O edifício Kilamba é um dos inúmeros exemplos. Inaugurada no ano passado, a torre de alto padrão corresponde bem às expectativas de grandes empresas.
Hoje, face à mudança radical do mercado, a qualidade está para todos as carteiras. A Torre Kilamba segue a regra: oferece oportunidades de arrendamento para pequenas e grandes empresas com necessidade de garantir aos empregados melhores condições de trabalho.
A arquitecta Rosina Inglês dos Santos garante que a nova era do mercado imobiliário é positiva, porque garante mais possibilidades de compra e arrendamento. “Antes da crise que se verificou no mercado imobiliário, as nossas expectativas de vendas e arrendamentos eram apenas para uma alta gama de empresas estrangeiras, como as petrolíferas face à especificidade do edifício e à sua localização”, afirmou.
Para a construção da Torre Kilamba, localizada na zona nobre da Baía de Luanda, o proprietário investiu cerca de 102 milhões de dólares norte-americanos, incluindo os estudos dos solos e a elaboração dos projectos executivos, sendo que parte do orçamento foi obtido através de um financiamento de 74 milhões.
“O projecto obedeceu a várias fases de construção com grande complexidade, por isso, decidimos na altura arrendar ao preço praticado no mercado imobiliário que estava estimado em 200 dólares por cada metro quadrado”, revelou.

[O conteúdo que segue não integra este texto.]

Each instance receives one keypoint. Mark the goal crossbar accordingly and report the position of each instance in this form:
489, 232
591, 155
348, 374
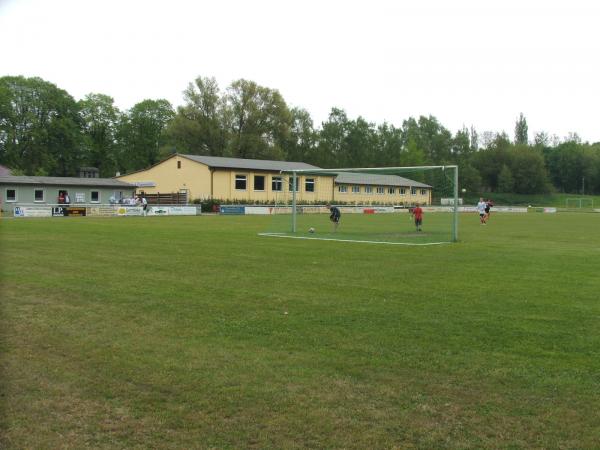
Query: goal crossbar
454, 168
368, 169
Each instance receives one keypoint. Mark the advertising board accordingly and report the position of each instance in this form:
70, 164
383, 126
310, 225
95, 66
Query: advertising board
231, 210
32, 211
101, 211
129, 211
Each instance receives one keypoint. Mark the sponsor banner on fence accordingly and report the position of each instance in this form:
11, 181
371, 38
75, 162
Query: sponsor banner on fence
130, 211
233, 210
59, 211
103, 211
32, 211
172, 211
158, 211
258, 210
75, 211
378, 209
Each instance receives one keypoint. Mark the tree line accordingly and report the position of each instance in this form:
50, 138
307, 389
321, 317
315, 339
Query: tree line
45, 131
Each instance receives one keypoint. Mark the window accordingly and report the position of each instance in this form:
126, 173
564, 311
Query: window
240, 182
291, 184
259, 182
276, 184
309, 185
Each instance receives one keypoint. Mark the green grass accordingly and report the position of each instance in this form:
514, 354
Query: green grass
391, 228
554, 200
172, 333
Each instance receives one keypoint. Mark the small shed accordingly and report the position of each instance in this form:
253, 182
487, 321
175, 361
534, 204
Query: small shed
51, 191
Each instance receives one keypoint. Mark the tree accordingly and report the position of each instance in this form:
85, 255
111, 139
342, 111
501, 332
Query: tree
521, 131
99, 119
528, 170
258, 120
39, 127
142, 132
198, 126
302, 141
506, 182
332, 138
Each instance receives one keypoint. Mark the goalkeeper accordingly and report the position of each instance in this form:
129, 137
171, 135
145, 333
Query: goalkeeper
335, 216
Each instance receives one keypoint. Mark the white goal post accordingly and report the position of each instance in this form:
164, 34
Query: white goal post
374, 170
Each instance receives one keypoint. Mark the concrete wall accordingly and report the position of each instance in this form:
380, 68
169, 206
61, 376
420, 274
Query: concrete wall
174, 175
201, 182
25, 194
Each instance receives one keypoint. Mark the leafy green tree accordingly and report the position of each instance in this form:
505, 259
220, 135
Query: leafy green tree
332, 138
431, 137
506, 182
142, 133
489, 161
469, 179
528, 170
198, 127
258, 121
359, 145
521, 131
302, 142
40, 131
389, 146
100, 119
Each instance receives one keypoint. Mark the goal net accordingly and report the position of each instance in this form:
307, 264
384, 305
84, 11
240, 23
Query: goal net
580, 202
375, 205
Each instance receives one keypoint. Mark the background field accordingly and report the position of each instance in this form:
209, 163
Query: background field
172, 333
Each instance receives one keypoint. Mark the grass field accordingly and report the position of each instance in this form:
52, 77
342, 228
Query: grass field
197, 333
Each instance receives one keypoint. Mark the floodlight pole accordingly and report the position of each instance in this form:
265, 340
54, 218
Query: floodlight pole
455, 212
294, 202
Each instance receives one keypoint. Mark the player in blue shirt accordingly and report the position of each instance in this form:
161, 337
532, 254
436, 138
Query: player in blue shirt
335, 216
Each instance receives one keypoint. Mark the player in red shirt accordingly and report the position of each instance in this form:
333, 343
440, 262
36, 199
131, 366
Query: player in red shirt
417, 213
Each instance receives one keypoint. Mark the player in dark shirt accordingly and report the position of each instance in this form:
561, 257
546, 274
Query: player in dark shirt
335, 216
417, 213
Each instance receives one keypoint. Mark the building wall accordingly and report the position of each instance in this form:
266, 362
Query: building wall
224, 183
173, 175
178, 173
25, 194
422, 195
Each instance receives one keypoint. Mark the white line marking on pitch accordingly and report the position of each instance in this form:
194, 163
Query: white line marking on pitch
282, 235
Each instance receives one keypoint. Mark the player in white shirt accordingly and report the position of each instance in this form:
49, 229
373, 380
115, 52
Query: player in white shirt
481, 210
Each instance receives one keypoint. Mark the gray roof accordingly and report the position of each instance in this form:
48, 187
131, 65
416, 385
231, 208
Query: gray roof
65, 181
252, 164
377, 180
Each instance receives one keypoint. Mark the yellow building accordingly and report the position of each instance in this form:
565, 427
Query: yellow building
252, 180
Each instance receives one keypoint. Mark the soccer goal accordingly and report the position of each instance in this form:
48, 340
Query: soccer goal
376, 205
580, 202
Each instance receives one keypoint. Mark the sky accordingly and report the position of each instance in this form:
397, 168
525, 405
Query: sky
469, 63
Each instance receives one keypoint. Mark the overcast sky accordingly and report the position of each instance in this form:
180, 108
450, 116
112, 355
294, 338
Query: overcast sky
466, 62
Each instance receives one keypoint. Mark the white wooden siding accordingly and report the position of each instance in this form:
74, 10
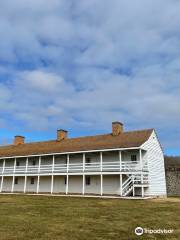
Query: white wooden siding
155, 157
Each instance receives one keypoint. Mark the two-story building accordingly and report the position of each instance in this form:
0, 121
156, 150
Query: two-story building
119, 163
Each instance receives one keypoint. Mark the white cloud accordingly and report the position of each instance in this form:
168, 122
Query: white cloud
83, 64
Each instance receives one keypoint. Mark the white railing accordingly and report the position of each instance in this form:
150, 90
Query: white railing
114, 166
133, 181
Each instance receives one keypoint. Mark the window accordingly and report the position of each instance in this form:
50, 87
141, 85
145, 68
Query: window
32, 180
133, 158
18, 164
88, 180
16, 180
88, 161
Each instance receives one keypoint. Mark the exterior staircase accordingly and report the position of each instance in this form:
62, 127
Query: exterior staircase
133, 181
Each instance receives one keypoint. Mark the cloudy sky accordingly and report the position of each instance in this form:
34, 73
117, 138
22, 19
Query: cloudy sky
79, 65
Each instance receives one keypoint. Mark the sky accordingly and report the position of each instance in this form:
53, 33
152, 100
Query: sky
79, 65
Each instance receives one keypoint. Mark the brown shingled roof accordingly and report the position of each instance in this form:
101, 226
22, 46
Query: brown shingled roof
124, 140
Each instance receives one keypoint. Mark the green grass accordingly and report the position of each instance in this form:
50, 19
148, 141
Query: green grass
68, 218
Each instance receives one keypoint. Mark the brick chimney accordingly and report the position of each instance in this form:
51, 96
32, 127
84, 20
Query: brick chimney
62, 134
18, 140
117, 128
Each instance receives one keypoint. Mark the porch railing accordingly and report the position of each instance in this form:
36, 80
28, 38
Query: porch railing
126, 166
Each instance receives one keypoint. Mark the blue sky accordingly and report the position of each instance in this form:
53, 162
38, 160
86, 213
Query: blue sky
79, 65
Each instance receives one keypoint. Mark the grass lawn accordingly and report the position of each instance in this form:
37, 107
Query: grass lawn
68, 218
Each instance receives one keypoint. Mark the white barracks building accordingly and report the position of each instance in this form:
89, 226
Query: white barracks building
120, 163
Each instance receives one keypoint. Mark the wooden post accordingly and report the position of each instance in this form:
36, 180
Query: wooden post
101, 184
120, 161
12, 188
121, 185
101, 168
83, 187
67, 175
39, 168
25, 178
141, 164
2, 178
52, 177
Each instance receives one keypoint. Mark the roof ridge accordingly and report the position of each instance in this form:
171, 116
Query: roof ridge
80, 137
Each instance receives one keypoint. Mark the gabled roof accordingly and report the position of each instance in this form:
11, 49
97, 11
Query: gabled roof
98, 142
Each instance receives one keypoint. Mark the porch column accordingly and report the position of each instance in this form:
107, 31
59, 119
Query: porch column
67, 175
2, 178
141, 164
25, 179
101, 168
52, 177
12, 188
133, 186
83, 187
120, 160
39, 168
101, 184
120, 184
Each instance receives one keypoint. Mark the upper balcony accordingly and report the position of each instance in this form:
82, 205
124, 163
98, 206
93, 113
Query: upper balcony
99, 162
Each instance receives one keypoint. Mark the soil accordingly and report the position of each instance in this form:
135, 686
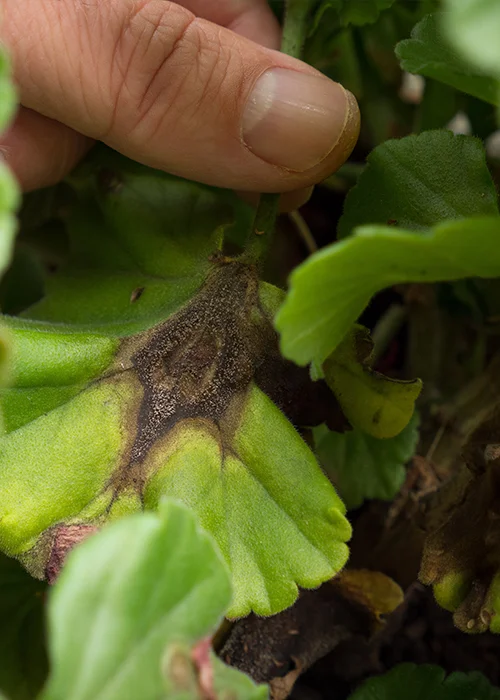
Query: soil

O preço corresponde à modernidade do edifício, por ter sido concebido para ser um marco na cidade Luanda, com recurso às novas tecnologias de construção a nível mundial.
Mas hoje, a realidade obrigou a mudanças no preço do metro quadrado dos edifícios localizados na cidade. A procura de imóveis decaiu muito em função da crise que afectou a actividade das empresas multinacionais que eram os maiores clientes. “Desde 2010 que os preços de arrendamento vêm caindo e hoje situam-se abaixo da metade do valor antes praticado”, revelou a arquitecta.

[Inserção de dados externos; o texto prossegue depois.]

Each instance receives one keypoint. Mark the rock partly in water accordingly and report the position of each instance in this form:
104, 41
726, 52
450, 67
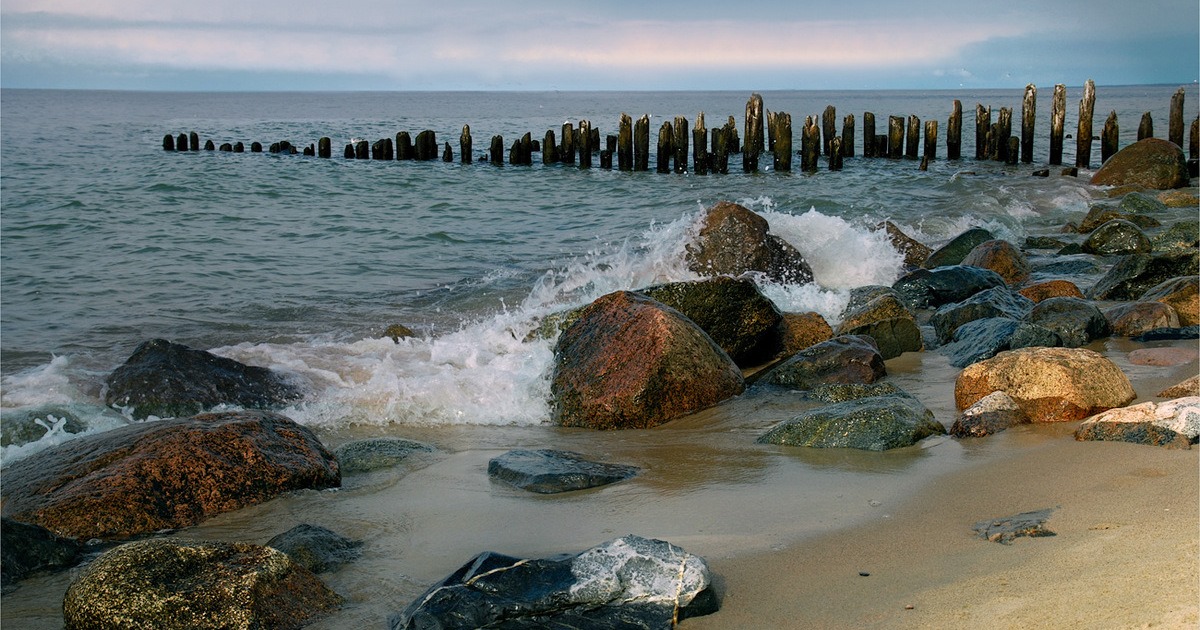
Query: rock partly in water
735, 240
317, 549
1174, 424
633, 363
732, 311
1150, 162
550, 472
875, 424
171, 583
624, 583
1049, 384
168, 379
167, 474
843, 359
375, 454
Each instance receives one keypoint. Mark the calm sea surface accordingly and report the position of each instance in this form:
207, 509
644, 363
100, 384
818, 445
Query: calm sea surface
300, 263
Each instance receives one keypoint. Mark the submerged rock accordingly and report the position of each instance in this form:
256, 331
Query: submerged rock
171, 583
172, 381
624, 583
144, 478
549, 472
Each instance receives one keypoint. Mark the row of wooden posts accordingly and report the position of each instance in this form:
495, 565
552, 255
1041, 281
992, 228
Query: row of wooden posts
994, 141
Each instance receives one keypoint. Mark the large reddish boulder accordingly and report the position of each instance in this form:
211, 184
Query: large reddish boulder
633, 363
1048, 384
1150, 162
167, 474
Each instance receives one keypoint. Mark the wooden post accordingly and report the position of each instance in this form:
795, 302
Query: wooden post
679, 144
828, 119
666, 135
1029, 121
642, 143
869, 149
1109, 137
913, 138
700, 147
954, 132
847, 136
625, 143
1057, 119
895, 137
783, 142
1175, 129
1084, 137
754, 135
465, 144
930, 153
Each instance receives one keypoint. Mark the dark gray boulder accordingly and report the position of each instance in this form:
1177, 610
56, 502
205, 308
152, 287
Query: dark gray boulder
173, 381
630, 582
549, 472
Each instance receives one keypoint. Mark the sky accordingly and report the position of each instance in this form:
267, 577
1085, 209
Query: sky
568, 45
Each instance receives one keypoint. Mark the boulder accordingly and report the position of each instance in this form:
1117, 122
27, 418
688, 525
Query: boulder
930, 288
1049, 384
550, 472
953, 252
1077, 322
991, 414
1150, 162
1131, 319
843, 359
1135, 274
732, 311
633, 363
1001, 257
735, 240
316, 547
1180, 293
996, 301
875, 424
1175, 424
1051, 288
172, 381
1116, 238
143, 478
624, 583
172, 583
375, 454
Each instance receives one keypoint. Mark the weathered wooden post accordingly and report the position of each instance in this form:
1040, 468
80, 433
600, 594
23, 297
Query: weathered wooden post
1175, 125
954, 132
465, 144
679, 144
754, 135
1084, 136
810, 145
869, 148
913, 138
847, 136
625, 143
930, 151
1109, 137
666, 135
828, 120
983, 126
1029, 121
783, 142
642, 143
895, 137
496, 151
700, 143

A zona da Baía de Luanda dispõe de grandes infra-estruturas que são arrendadas aos preços mais altos do mercado imobiliário. A Torre Kilamba sobe a fasquia pela sua peculiaridade: possui um sistema de gestão integrada que, de forma automática, faz o controlo dos equipamentos instalados no interior, para garantir o rigor do seu funcionamento. “Os elevadores levam o utilizador até ao 26.º andar, o último do edifício, em pouco menos de seis segundos”, exemplificou. Possui ainda controlo de acesso, sincronismo no funcionamento dos geradores e sistema de combate a incêndio.

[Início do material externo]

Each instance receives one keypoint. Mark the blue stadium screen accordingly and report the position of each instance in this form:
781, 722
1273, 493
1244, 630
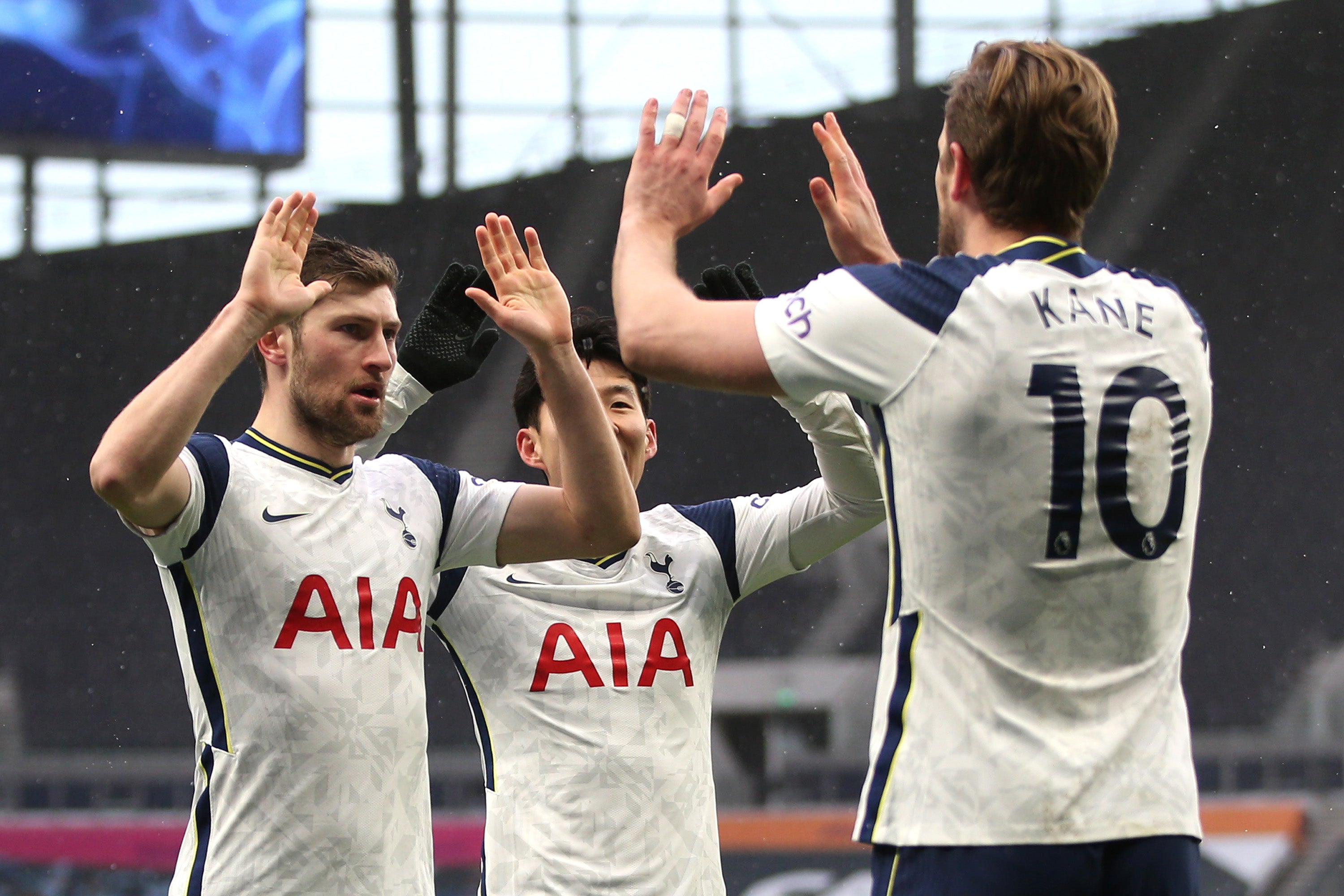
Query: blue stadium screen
129, 77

Rosina Inglês dos Santos sublinha que estes modernos sistemas estão ao dispor de qualquer empresa interessada em arrendar um espaço no edifício. “O utente pode ocupar um andar de acordo com a sua necessidade. Temos disponíveis escritórios com copas, sala de bastidores e instalações sanitárias de ambos os sexos e para portadores de deficiência”, destacou.
O centro de Luanda congrega as mais importantes empresas e instituições financeiras do país e o edifício Kilamba distingue-se por estar no espaço de maior visibilidade da cidade. No seu interior, os escritórios são do tipo amovível, com a possibilidade de serem alterados em função das necessidades de cada cliente.
Rosina Inglês dos Santos explica que o interior do edifício Kilamba está concluído e tem disponíveis escritórios de 30 a 430 metros quadrados. “O empresário precisa apenas de instalar as comunicações para facilitar o trabalho”, explicou.
As condutas de despejo de lixo, as três caves com 145 lugares de estacionamento e um parque exterior sob gestão do Governo da Província são algumas facilidades disponíveis.
O centro financeiro e a Feira Internacional, que passa a ser realizada na Baixa de Luanda, prestigia ainda mais a Baía, onde estão sediadas inúmeras empresas públicas e privadas.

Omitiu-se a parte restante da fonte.